A new branch of a community championing diversity in health technology has launched in Ireland.

One HealthTech, previously known as HealthTech Women UK, brings together those traditionally underrepresented in the field.

At the helm of the new Irish hub are eHealth Ireland’s advisor Maria O’Loughlin and Caredoc’s chief information officer (CIO), Michelle Kearns.

The duo are extremely passionate about the platform which celebrates and promotes the talents and work of women and people from diverse backgrounds in health technology and innovation.

Kearns was first introduced to the community at the 2016 Health Week London through its co-founder Maxine Mackintosh. Along with O’Loughlin, she decided to launch the hub in Dublin following its continued success in the UK.

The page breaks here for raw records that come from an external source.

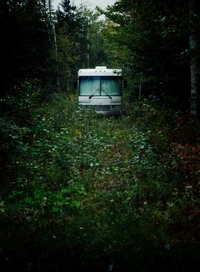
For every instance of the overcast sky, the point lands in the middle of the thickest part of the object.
(90, 4)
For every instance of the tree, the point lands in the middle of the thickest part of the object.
(152, 40)
(194, 12)
(25, 51)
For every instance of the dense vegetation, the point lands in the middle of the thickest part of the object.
(81, 192)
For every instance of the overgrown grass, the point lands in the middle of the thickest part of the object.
(113, 194)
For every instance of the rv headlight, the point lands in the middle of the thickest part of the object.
(116, 106)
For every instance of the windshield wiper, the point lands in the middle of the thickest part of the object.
(93, 94)
(107, 94)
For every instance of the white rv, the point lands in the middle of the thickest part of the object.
(100, 89)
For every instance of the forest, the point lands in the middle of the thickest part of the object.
(83, 192)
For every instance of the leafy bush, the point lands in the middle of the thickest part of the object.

“They were having a panel discussion about women in technology and in health and how to be innovative… and I just thought this is amazing, we could really do with this in Ireland,” Kearns said.

“They weren’t just only promoting women in technology, they were promoting diversity and at the time were branded as HealthTech Women, but later changed it to OneHealth Tech to be more inclusive.

“They draw so many different people and it’s not just from health backgrounds, it’s IT, clinical and customer service. So I came home to Maria and said; ‘Maria, I’ve got this great idea’.”

She continued: “Too few of the technology roles across the wider health and life science sector are filled by women. This stark under-representation is indicative of the considerable wider diversity gap emerging in what will be a future healthcare system.”

O’Loughlin added that with considerable challenges to be faced by the healthcare sector, “it is essential to highlight and reflect on the need for diverse leadership and its value in providing an effective and equitable health system, increasingly driven by technological innovations.”

The group aims to inspire, support and champion greater inclusivity in the field “because, without ensuring diversity from the board all the way to the frontline, the health tech industry will never reach its full potential,” Kearns said.

“OHT supports its members through education, mentorship, promoting the positive effects of inclusion in technology, encouraging broader participation at meetings and events, championing diversity in leadership and having fun.”

The duo hopes to bring more diversity to industry events, expos and conferences.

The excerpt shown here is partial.